New cyber revelations from the People’s Mujahedeen of Iran (MEK), the Iranian opposition movement, about the scope of mass surveillance by the Iranian regime are significant. Why? They show the desperation of the Iranian regime in confronting the uprising that began nationwide last December and has continued to this day.
Anti-government protesters chanted slogans indicative of a revolution: “Death to the dictator,” “Death to (Supreme Leader) Khamenei”, “Death to (Hassan) Rouhani,” “Don’t be afraid, we are all together,” “Forget about Syria, think about us,” “Not Gaza, nor Lebanon, my life for Iran,” and “Reformer, Hardline, the Game Is Now Over.”
The fact that protests expanded to over 140 cities, by some estimates, constitutes an existential threat to the regime and an opportunity to use the people’s resentment as leverage against it. The Obama administration squandered valuable opportunities in the past — most notably during the 2009 anti-government protests in Iran.
Only when the Iranian regime employed cyber technology was it able to slow down the spread of the protests and wage large numbers of arrests.
Protesters’ Use of Cyber Technology
The latest popular uprising in Iran sent shockwaves inside the regime and around the world. Many specialists now view the uprisings as a landmark event. Protesters made use of game-changing cyber technology through mobile devices and social messaging platforms. Technology played a significant role in organizing, exchanging information between different locales, and getting their message out to the rest of the world.

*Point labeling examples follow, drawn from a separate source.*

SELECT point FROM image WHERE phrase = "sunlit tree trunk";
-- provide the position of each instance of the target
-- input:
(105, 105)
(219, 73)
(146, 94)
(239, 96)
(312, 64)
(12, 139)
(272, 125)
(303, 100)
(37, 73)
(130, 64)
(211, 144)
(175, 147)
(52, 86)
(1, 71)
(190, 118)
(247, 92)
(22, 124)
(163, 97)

Indeed, protesters’ use of cyber proved to be the regime’s Achilles heel: It could not, despite a show of force, stop the expansion of demonstrations. The protests expanded even as the regime desperately cut off access to the Internet and blocked key mobile apps, such as Telegram, at considerable cost and international embarrassment. A new wave of domestic cyber warfare, led by the Islamic Revolutionary Guard Corps (IRGC), in collaboration with the Ministry of Intelligence and Security (MOIS), accelerated significantly after the eruption of the nationwide protests.
The MEK established that the regime has focused on mass surveillance through malicious codes embedded in IRGC mobile apps. The goal was to monitor and disrupt the communication between protesters and dissidents.

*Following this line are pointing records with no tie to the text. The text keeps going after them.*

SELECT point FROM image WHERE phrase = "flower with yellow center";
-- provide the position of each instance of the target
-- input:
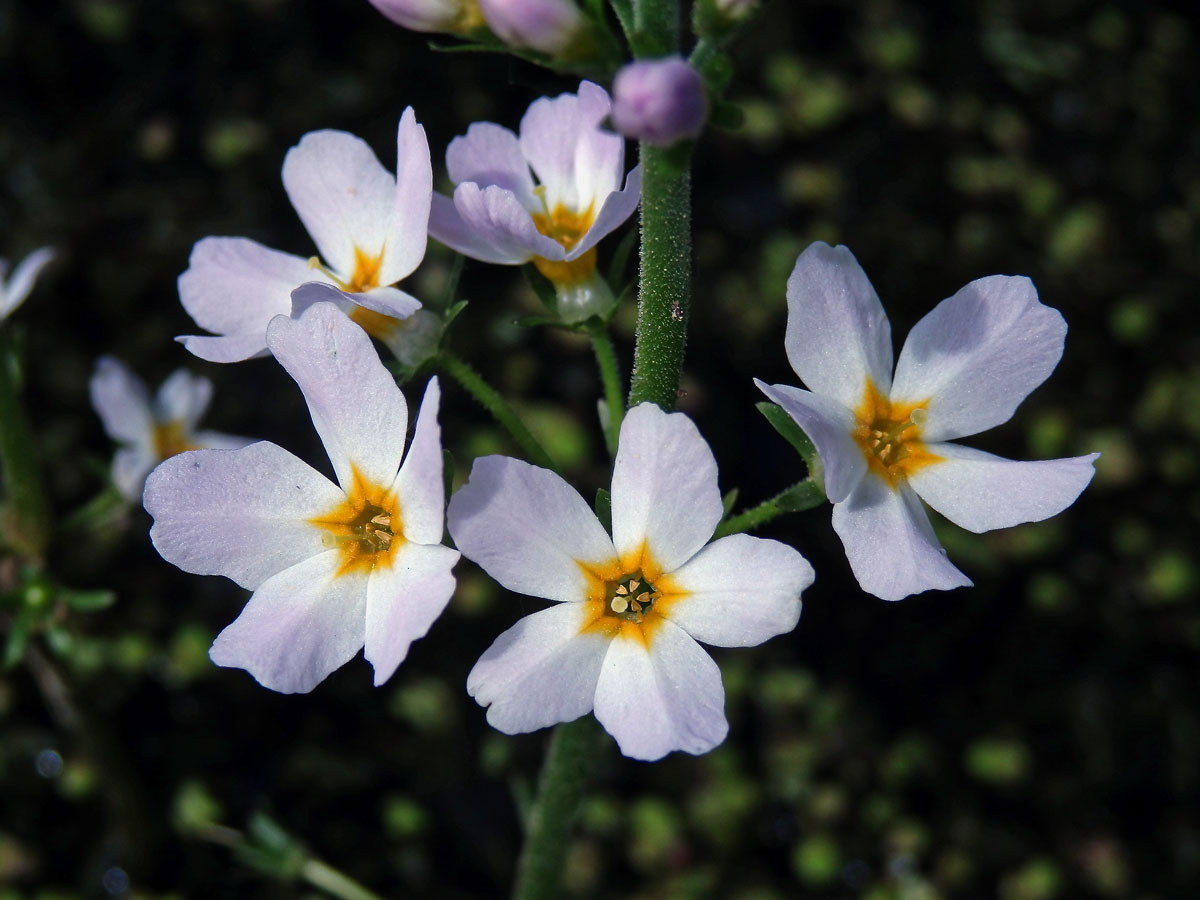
(335, 568)
(622, 637)
(499, 215)
(151, 429)
(370, 228)
(885, 441)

The opposition movement argues that Iran’s domestic cyber warfare shifts focus from access control to “stateful endpoint” surveillance: In other words, with the recent uprising, the Iranian regime is now complementing its network shadowing with “stateful endpoint,” (mobile device) monitoring of content, context, and contacts to counter the expansion of the uprising and avert more protests. Café Bazaar, modeled after Google Play, is supervised by the IRGC and is its platform of choice to promote and distribute spyware enabled mobile apps.
Iran’s universities, according to the opposition group, are “a recruiting ground for IRGC cyber warfare personnel,” with recruits hired through front companies that “often engage in ‘research’ activities with a few of the IRGC’s ‘handpicked professors.’”

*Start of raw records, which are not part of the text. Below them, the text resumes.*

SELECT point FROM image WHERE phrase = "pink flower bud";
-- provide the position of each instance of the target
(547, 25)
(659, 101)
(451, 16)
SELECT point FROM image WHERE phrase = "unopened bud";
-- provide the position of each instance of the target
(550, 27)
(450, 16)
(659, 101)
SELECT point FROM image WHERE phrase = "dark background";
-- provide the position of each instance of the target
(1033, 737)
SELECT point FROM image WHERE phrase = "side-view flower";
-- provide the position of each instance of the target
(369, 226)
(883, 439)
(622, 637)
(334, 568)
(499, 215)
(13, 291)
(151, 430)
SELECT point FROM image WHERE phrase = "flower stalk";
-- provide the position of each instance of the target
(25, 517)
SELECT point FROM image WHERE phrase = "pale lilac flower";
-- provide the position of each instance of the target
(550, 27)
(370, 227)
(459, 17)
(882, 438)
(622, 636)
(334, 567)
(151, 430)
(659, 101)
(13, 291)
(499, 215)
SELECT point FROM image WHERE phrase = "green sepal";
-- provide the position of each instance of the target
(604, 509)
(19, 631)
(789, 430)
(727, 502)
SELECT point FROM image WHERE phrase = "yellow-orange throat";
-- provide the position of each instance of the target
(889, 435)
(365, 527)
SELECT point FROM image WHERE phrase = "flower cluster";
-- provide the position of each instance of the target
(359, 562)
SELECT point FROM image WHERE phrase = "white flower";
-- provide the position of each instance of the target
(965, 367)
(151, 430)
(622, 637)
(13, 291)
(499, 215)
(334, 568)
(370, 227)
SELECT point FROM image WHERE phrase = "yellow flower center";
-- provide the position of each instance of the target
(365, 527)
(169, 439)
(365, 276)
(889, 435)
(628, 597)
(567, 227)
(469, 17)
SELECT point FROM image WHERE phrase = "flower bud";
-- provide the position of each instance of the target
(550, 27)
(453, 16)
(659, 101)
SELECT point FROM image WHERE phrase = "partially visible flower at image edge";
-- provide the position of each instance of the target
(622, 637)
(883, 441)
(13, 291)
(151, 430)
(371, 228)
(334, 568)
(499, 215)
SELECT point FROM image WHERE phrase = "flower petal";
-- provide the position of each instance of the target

Tehran also apparently used foreign assistance to advance its cyber warfare. On Sep. 4, 2012, state-run Fars News Agency reported that the “signing of an agreement between Iran and North Korea to confront cyber-attacks has raised concerns in the west.”
The Way Forward
Access to free, safe and secure Internet is now a new battleground pitting the people against the regime. Data show nearly 48 million Iranians have smartphones and about 50 percent have access to the Internet. As the call for freedom and regime change grows louder in Iran, it is crucial to understand how the international community could stand on the side of the pro-democracy movement by implementing effective measures to curb and confront the regime’s cyberspace repression of the Iranian people. That outcome requires designation of all entities and individuals in Iran engaged in cyber warfare, including enforcing Executive Order 13606.
This order of President Obama’s from April 22, 2012, prohibits any entity to facilitate the Iranian regime in its “computer and network disruption, monitoring, and tracking” and “or otherwise provided, directly or indirectly, goods, services, or technology” that can be used to “enable serious human rights abuses by or on behalf of the Government of Iran.”
Successful cyber warfare against the Iranian regime requires a comprehensive and decisive policy to include the full implementation of the current sanctions against the IRGC and its front companies, as well as measures necessary to evict the IRGC from the regional countries, especially Syria. Finally, the resistance should be offered cyber technology from the West.